Prefeito de São Paulo cobra R$ 16 milhões do Tricolor que não concorda com valores

A Companhia de Engenharia de Tráfego (CET) está cobrando uma dívida de R$ 38,2 milhões de 14 clubes de futebol e da CBF. O montante sugiu a partir dos serviços prestados durante a realização de partidas na cidade de São Paulo e já incluem multas pelo não pagamento, honorários advocatícios e custas processuais. Os maiores devedores são o São Paulo (R$ 16 milhões), o Corinthians (R$ 9,9 milhões) e o Palmeiras (R$ 8,7 milhões). Outros sete clubes também sofrem cobranças judiciais: Portuguesa, Juventus, Bragantino, Guarani, Oeste, Rio Branco e Barueri.

A conta milionária é da gestão do prefeito Bruno Covas (PSDB), que processa nove equipes na Justiça. Cinco times, além da CBF, assinaram acordo com a empresa de tráfegoe estão comprometidas a quitar a dívida em prestações; são eles: Corinthians, Santos, São Caetano, Santo André, Linense.

Para auxiliar no pagamento da dívida, um programa foi criado em dezembro de 2017, propondo cinco possibilidades de pagamento: à vista (desconto de 85%), em até 12 vezes (desconto de 75%), em 24 vezes (65%), em 36 vezes (55%) e em até 48 parcelas (desconto de 45%). Mesmo diante dessa possibilidade, o maior devedor, o São Paulo, não aderiu ao programa.

Para a CET, a realização das partidas na cidade gera custos que precisam ser cobrados. “Não faz sentido a CET atuar gratuitamente para um evento privado e que gera lucro“, afirma João Octaviano, secretário dos Transportes. “O trabalho da CET nessas situações tem um custo grande, sobrecarregando, inclusive, a minha equipe em termos de hora-extra“, completa.
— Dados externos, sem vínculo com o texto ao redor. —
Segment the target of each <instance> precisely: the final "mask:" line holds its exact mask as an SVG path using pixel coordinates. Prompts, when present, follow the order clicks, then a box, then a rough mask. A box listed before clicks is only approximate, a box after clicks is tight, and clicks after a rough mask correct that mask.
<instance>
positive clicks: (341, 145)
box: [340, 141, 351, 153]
São Paulo questiona o valor da dívida

Procurado pela mídia, o São Paulo reconheceu que os serviços foram prestados pela empresa de tráfego, mas questiona a cobrança e o valor da dívida. “O clube entende que a CET tem de ser remunerada, mas não pode ter a liberdade de cobrar qualquer valor, como ocorre atualmente“, afirma o clube, em nota da assessoria.

A agremiação justifica que o serviço prestado pela CET não é facultativo: “Os jogos não são autorizados se o trabalho da CET não for contratado“. Dessa forma, o clube conclui que a cobrança deveria ser feita por meio de uma taxa, que, pela Constituição, só pode ser reajustada por meio de uma lei aprovada na Câmara Municipal. Ou seja, para o São Paulo, a CET nunca poderia ter autonomia para definir o valor a ser cobrado por um serviço obrigatório.

 

14 comentários

  1. Nisso a diretoria está certa. A cobrança de taxa exige a instituição por lei, bem como valor ou metodologia de cálculo.

  2. Desconto de 85 % à vista? De 16 milhões cai pra 2,4 milhões. É tão discrepante o valor que qualquer um percebe a maracutaia da CET. Vão se lascar.

  3. De “gônadas inchadas” com tantos políticos querendo fazer proselitismo prejudicando o São Paulo… isto já acontece sistematicamente há 15 anos… fato!

  4. E por um acaso a CET presta algum serviço que preste ? Uma das piores empresas da cidade. Onde eles põem a mão, estraga o transito. Tinha um primo que trabalhava lá e eu sempre falava pra ele que era uma porcaria de empresa. De trafego, eles não entendem nada. E é como disseram acima: pra que servem os impostos que pagamos ??? Acho que é só pra sustentar este bando de chupins deste pais.

  5. Servico publico é pago por meio de impostos. A nao ser que seja um servico publico especifico e divisível ai pode ser cobrado por meio de taxa, mas a taxa realmente não pode ser imposta sem que haja parâmetros proporcionais e cobrança PARA TODOS que usufruem do serviço. E também não pode ser cobrada de forma retroativa (deveria ser estabelecida em lei e cobrada a partir do inicio da vigência da lei).

  6. A CET está lá não para atender ao São Paulo, Corinthians, Santos, etc. Está lá para atender ao cidadão que paga seus impostos e tem o direito de se locomover e usufruir dos serviços que a CET promove. Mais uma piada de uma administração ridícula na cidade de São Paulo.